2. Aloners, de Hong Sung-eun. “El honjok es más que un estilo de vida. Es una forma de estar en el mundo. Hon significa estar solo y jok es tribu, así que honjok quiere decir tribus de uno solo. Es un concepto hermoso, porque se traduce en tomar la decisión consciente de explorar en profundidad las preferencias y los intereses propios, y de cultivar el auténtico mundo interior. Muchas veces les ponen a los honjok la etiqueta de solitarios, con todas las connotaciones negativas que esa palabra lleva implícita. Sin embargo, son personas que tomaron la decisión consciente de vivir solas y de pasar tiempo disfrutando de actividades en solitario. Son, digamos, solitarios exitosos”. Con esas palabras define la socióloga estadounidense Francie Healey en esta entrevista con la BBC a un movimiento, un fenómeno, una tendencia que, poco antes de que irrumpiera la pandemia, detectó e investigó especialmente en Corea del Sur. Un tipo de soledad, más o menos elegida, una forma de transitar los días. Un club de corazones solitarios.

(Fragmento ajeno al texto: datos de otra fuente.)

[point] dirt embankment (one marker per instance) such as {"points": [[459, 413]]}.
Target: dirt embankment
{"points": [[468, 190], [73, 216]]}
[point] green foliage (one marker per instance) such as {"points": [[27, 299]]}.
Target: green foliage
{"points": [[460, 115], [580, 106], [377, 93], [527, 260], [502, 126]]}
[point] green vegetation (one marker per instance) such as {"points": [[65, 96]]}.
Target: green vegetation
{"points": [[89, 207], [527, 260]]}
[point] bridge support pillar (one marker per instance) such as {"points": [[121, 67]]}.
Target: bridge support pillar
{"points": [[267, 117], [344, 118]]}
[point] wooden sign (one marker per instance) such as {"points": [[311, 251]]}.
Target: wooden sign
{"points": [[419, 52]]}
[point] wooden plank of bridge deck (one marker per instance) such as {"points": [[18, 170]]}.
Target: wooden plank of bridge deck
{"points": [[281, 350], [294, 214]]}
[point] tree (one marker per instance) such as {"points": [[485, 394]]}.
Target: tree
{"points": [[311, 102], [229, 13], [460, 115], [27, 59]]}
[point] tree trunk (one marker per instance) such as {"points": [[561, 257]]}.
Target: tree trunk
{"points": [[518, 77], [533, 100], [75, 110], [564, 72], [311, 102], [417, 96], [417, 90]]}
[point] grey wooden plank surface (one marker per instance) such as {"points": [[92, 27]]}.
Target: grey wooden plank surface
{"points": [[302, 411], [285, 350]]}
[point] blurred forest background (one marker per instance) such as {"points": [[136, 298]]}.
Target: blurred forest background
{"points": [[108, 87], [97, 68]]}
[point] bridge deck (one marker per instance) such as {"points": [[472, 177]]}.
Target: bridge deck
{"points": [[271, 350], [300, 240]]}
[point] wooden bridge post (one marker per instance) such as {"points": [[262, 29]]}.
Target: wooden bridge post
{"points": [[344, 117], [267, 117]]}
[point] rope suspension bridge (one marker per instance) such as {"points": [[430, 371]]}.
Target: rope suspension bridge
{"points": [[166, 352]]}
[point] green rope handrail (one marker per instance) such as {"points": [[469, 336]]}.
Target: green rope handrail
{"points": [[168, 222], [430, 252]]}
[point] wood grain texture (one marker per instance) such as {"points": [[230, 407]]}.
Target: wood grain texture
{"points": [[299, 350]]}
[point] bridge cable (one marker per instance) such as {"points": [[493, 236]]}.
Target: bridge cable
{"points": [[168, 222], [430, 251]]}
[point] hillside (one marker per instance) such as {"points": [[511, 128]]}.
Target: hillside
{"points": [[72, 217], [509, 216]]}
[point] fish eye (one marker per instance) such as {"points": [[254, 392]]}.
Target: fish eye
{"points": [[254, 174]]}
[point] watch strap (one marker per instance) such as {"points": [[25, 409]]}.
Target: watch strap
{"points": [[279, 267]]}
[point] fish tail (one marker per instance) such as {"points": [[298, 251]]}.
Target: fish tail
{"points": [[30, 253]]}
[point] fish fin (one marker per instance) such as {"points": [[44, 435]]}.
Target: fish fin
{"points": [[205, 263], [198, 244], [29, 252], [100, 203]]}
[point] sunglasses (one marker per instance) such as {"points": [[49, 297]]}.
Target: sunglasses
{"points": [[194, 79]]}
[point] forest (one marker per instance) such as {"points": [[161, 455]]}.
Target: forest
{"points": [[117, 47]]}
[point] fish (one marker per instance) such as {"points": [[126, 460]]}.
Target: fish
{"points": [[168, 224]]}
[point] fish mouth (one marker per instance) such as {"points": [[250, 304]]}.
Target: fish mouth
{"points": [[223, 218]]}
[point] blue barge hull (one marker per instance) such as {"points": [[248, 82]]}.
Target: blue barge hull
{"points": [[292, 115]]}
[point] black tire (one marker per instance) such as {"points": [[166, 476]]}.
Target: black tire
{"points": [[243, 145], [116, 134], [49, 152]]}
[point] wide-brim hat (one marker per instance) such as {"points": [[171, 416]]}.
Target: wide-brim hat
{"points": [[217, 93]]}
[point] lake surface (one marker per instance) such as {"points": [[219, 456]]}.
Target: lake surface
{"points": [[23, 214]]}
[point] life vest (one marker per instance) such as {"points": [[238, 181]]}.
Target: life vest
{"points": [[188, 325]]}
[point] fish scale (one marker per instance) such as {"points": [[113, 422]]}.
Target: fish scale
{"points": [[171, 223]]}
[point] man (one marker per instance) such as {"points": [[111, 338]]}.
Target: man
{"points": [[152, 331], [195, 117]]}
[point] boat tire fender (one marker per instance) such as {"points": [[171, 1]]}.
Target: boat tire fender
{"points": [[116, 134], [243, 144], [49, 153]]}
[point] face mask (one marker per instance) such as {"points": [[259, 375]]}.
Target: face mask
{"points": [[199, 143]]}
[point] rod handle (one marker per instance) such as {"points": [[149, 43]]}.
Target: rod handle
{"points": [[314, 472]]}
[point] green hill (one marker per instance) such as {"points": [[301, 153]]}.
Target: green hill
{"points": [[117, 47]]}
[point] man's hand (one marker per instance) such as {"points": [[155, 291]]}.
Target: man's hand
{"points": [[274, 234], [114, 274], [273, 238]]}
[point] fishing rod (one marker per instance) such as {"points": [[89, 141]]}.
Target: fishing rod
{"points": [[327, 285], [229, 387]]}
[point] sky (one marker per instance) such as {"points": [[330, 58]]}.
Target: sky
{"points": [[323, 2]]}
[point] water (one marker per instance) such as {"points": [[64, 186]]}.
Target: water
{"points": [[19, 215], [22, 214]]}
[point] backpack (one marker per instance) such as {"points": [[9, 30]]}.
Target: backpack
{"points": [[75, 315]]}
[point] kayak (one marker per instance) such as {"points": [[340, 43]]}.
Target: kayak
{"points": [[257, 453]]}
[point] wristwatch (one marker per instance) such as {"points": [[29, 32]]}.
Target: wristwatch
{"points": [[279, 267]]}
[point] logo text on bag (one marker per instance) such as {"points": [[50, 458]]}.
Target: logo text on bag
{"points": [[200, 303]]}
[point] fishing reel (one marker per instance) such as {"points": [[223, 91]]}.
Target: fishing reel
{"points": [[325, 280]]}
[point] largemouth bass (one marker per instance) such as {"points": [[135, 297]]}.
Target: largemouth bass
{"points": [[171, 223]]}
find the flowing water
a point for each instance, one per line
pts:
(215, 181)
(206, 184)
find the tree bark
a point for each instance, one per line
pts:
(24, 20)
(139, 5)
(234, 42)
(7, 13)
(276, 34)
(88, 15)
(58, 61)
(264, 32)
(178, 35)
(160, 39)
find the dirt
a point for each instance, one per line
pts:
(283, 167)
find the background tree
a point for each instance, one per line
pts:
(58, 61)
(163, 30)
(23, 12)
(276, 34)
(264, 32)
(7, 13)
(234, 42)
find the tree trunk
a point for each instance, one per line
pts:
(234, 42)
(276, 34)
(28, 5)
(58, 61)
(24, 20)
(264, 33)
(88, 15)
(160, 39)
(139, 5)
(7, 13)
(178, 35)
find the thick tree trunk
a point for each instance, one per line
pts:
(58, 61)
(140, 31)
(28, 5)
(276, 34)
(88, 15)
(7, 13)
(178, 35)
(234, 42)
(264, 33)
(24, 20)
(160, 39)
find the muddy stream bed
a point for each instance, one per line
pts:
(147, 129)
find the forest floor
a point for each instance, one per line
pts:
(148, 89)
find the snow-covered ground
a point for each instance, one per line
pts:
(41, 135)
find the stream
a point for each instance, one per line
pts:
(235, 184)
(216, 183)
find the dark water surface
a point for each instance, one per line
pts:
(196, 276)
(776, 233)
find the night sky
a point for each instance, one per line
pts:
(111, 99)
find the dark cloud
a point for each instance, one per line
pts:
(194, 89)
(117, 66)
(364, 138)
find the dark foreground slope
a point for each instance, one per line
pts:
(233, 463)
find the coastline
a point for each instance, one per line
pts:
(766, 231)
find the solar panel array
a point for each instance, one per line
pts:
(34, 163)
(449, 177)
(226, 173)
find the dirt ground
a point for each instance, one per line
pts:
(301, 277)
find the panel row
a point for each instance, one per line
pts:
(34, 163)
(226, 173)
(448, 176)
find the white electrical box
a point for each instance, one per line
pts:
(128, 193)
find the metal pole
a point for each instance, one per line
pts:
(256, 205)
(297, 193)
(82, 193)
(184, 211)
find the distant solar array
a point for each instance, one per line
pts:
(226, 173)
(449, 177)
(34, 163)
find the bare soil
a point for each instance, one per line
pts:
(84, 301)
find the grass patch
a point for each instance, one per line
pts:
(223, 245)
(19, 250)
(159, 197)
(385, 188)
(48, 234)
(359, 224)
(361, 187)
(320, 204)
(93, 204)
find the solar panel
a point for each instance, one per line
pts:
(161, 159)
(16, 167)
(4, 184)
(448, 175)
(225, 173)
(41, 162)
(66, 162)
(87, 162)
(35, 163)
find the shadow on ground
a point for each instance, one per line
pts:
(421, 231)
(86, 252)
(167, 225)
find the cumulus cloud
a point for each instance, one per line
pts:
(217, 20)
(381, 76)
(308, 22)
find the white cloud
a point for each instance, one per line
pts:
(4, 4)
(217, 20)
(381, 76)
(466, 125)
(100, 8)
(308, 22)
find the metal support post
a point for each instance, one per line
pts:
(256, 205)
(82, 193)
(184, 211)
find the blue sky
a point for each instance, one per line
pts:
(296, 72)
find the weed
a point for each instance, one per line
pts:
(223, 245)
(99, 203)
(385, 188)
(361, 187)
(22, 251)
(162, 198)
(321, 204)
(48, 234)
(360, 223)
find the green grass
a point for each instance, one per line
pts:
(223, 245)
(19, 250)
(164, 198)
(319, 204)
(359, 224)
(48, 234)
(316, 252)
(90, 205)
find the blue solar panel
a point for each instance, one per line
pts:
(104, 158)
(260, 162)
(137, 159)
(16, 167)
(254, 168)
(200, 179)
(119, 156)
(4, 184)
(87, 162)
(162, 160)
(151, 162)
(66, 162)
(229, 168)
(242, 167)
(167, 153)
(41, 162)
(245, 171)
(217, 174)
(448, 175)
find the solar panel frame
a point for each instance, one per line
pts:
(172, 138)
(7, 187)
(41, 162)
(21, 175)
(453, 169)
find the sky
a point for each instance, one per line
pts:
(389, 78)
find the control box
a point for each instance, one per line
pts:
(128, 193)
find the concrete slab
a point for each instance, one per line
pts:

Hong Sung-eun, la directora surcoreana de la película Aloners, se refirió a los honjok durante la presentación del largometraje en el Festival de Toronto en 2021, y reveló que ella formó parte de esa ¿ola? tiempo atrás. El dato parece confirmar, entonces, la sutileza y, diría, la precisión con la que está narrada Aloners que, luego de recorrer varios festivales internacionales, aterrizó esta semana en la plataforma Mubi. Si pueden, no se la pierdan: es una película pequeña y delicada (de paso ven algunas imágenes de Seúl y su encanto discreto).
Aloners muestra a Jina, una joven hipereficiente que trabaja en el call center de una tarjeta de crédito. Es la mejor, tiene la respuesta adecuada para las preguntas más insólitas de los clientes, prefiere no hablar con sus compañeras, sale a comer mientras mira videos en el teléfono, duerme con la tele prendida. Los días se parecen –de la casa al trabajo, del trabajo a la casa–, y también sus comidas, sus cigarrillos, sus viajes en colectivo con los auriculares puestos. Hasta que la muerte violenta de un vecino –un solitario, tal como lo catalogan en el diario– va a sacudir el mundo de Jina. Lo que me interesó es que en ningún momento la película exhibe un juicio ni una idea pedagógica, ni un aprender a vivir. Lo que aparece, en todo caso, es una turbulencia y un mecanismo para atravesarla con lo que la protagonista tiene a mano. Porque incluso en ese estilo de vida abigarrado, decidido, retraído, aflora con toda su potencia lo incontrolable.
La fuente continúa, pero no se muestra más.